It probably isn't related to Atlantis, but I do think that if this many people run into this we need to sort out what that common pitfall is and document it properly in the Deployment section.

bschaatsbergen avatar Jan 02 '23 10:01 bschaatsbergen

anything about this? I get 200 in response but the json is empty: {"level":"debug","ts":"2022-05-22T17:14:45.011Z","caller":"server/middleware.go:44","msg":"GET /jobs/.../735/terraform/default/ws – from 172.30.10.164:38882","json":{}}

and after 60 sec I get this (which is the timeout on the LB): {"level":"warn","ts":"2022-05-22T17:15:45.011Z","caller":"websocket/writer.go:62","msg":"Failed to read WS message: websocket: close 1006 (abnormal closure): unexpected EOF","json":{},"stacktrace":"github.com/runatlantis/atlantis/server/controllers/websocket.(*Writer).setReadHandler\n\tgithub.com/runatlantis/atlantis/server/controllers/websocket/writer.go:62"}

  • Increasing timeout on the LB did not help
  • Running Atlantis without any wrappers - regular terraform commands.

Just an update from my side, per the given error it appears that I was running an old version of atlantis v0.18.2 Updated to the newest available stable version and the issue is gone as I'm able to get the streamed logs.

mcrivar avatar Jan 17 '23 08:01 mcrivar

That's great @mcrivar! Thank you for sharing.

For all others who are running into issues, could you folks use the latest version and confirm if the issue is still present?

cc @askmike1 @s33dunda @MattMencel @davidh-unmind @gmontanola @pantelis-karamolegkos @adutchak @spamoom

nitrocode avatar Jan 17 '23 13:01 nitrocode

This was 100% to do with websockets for me. Once I configured websockets on my LB/Ingress it started working. See #2216

MattMencel avatar Jan 18 '23 03:01 MattMencel

Running version 0.22.3, this is still happening in GCP, running in a VM. Sometimes we get some data, sometimes none. There are no specific config for websockets in GCP LBs.

DomFourn avatar Jan 26 '23 17:01 DomFourn

@bschaatsbergen do you see the gcp web socket issue using your gce Atlantis module?

https://github.com/bschaatsbergen/terraform-gce-atlantis

nitrocode avatar Jan 27 '23 00:01 nitrocode

@nitrocode I found out the issue for Google Cloud users, when using Identity Aware Proxy (to protect the Atlantis UI) websockets are not supported.. the bearer authorization header is stripped off.

bschaatsbergen avatar Feb 10 '23 13:02 bschaatsbergen

Ah that's good to know. Thank you for closing the loop on that.

Is this relevant for that ?

https://cloud.google.com/iap/docs/authentication-howto#authenticating_from_proxy-authorization_header

I wonder if other people in this thread are running into similar issues where something that fronts atlantis is manipulating the bearer authorization header which leads to the websocket failure.
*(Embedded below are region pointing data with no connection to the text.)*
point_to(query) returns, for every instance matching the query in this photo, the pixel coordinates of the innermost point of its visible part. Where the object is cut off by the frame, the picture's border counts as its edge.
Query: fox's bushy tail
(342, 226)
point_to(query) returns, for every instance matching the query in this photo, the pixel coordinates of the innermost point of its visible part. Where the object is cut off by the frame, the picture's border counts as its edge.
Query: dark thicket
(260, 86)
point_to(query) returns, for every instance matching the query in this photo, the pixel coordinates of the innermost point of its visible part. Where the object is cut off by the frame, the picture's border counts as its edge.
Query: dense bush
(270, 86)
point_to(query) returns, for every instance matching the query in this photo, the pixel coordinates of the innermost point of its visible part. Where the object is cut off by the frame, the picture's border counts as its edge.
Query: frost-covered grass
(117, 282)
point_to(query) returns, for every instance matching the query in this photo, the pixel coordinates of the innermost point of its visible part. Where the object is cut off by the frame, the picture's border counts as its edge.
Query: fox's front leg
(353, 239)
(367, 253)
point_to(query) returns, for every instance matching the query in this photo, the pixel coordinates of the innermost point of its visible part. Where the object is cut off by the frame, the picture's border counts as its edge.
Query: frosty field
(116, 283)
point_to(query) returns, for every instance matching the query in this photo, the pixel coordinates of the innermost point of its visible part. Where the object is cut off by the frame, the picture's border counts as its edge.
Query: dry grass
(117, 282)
nitrocode avatar Feb 11 '23 15:02 nitrocode

This issue is stale because it has been open for 1 month with no activity. Remove stale label or comment or this will be closed in 1 month.'

github-actions[bot] avatar Mar 15 '23 01:03 github-actions[bot]

@nitrocode I found out the issue for Google Cloud users, when using Identity Aware Proxy (to protect the Atlantis UI) websockets are not supported.. the bearer authorization header is stripped off.

@bschaatsbergen I'm seeing something similar where the "live plan" view via the console UI has strange behavior where sometimes the full plan doesn't display (especially for larger plans). I used your terraform module for GCE setup.

Any ideas for a workaround? Could I put nginx in front of the atlantis docker container to deal with the authorization header issue?

scott-standard avatar May 24 '23 22:05 scott-standard